The human female has selected a Rubik’s Sandwich. I presume that means that it comes all nicely sorted out and the eater’s task is to disassemble and reassemble it as quickly as can be.
I believe this dish is meant to have past rami in it, which is a dark pink sort of meat. I guess that stuff is aged. This meat is light pink, so it must be newer—i.e., I give you present rami.
Who knows what future rami looks like.
(poke, poke, poke) There is also melted cheese, of which I approve. The final layer is some sort of old, sour cabbage…stuff.

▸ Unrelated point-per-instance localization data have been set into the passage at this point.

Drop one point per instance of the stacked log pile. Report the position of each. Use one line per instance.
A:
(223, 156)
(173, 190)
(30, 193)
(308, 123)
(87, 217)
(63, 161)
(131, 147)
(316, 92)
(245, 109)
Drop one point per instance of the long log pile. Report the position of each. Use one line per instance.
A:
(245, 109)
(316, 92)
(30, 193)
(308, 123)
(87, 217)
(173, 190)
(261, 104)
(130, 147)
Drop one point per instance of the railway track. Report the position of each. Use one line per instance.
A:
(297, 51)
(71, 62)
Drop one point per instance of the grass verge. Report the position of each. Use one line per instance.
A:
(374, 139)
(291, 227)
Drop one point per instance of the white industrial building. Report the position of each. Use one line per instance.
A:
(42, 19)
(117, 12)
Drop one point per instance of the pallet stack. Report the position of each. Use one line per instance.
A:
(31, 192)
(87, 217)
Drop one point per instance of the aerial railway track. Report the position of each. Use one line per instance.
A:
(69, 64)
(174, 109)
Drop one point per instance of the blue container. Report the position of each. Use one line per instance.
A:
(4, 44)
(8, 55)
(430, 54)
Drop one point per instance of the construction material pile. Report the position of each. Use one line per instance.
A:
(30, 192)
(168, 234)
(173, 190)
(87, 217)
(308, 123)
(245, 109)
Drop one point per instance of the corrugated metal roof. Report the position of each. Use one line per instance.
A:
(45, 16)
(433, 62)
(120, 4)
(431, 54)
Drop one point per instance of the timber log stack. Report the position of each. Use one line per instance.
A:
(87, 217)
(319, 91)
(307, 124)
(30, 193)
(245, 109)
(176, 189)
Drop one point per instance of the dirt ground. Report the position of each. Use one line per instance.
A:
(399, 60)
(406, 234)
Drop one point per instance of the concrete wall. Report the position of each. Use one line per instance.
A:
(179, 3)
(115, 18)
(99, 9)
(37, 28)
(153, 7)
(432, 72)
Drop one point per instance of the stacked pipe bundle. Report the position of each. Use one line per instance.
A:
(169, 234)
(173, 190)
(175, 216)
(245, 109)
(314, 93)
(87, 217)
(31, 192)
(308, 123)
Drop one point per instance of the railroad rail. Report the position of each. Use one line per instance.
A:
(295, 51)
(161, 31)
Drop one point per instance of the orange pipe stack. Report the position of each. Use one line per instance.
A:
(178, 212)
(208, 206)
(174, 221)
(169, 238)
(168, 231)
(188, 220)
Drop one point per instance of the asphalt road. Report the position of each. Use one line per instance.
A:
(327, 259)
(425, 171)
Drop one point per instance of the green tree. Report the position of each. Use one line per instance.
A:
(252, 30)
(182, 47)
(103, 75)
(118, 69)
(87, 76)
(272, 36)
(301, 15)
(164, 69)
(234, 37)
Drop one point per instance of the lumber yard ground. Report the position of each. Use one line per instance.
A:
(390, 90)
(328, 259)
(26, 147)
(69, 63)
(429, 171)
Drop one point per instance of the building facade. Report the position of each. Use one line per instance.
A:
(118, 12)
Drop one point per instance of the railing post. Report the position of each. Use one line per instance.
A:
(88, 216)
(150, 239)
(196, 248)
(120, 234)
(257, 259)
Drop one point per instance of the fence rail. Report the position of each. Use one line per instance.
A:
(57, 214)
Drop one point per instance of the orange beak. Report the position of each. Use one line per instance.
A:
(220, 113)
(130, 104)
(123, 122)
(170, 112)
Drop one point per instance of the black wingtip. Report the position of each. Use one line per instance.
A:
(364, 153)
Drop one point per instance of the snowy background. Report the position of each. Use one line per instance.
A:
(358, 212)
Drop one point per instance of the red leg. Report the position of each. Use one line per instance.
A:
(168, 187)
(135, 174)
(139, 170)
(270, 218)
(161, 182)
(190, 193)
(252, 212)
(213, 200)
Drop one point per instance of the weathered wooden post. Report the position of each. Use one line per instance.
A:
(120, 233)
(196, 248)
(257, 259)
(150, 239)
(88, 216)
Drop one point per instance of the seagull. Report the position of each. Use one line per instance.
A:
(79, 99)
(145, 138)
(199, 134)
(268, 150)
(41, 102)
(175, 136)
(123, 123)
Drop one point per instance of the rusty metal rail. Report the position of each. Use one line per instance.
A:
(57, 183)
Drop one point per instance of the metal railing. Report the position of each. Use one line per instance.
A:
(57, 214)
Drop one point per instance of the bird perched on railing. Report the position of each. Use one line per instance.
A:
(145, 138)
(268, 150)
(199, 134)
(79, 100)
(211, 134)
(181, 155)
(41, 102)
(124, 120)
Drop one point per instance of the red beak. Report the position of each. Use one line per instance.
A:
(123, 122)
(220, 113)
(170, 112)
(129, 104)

Eeeeww! She’s eating it! Or, rather inhaling it. The human male does not like this cabbagey stuff, so she is getting it while the getting is good. The human male is suitably appalled.
But because I cannot allow a joy of hers to remain unalloyed with disappointment, I have caused the sandwich-maker to interpret “very easy on the mustard” to mean “slather that stuff on with a bricklayer’s trowel.” The human female is now busy scraping it off.
Sigyn, ever the dainty one, is pleased with this healthy side of steamed vegetables. The human female had her choice of these or chips or fruit and is disgustingly smug.
Ehehehehe! The joke’s on her, though, because I saw to it that the kitchen staff gave her the piece of broccoli with all the dirt left on.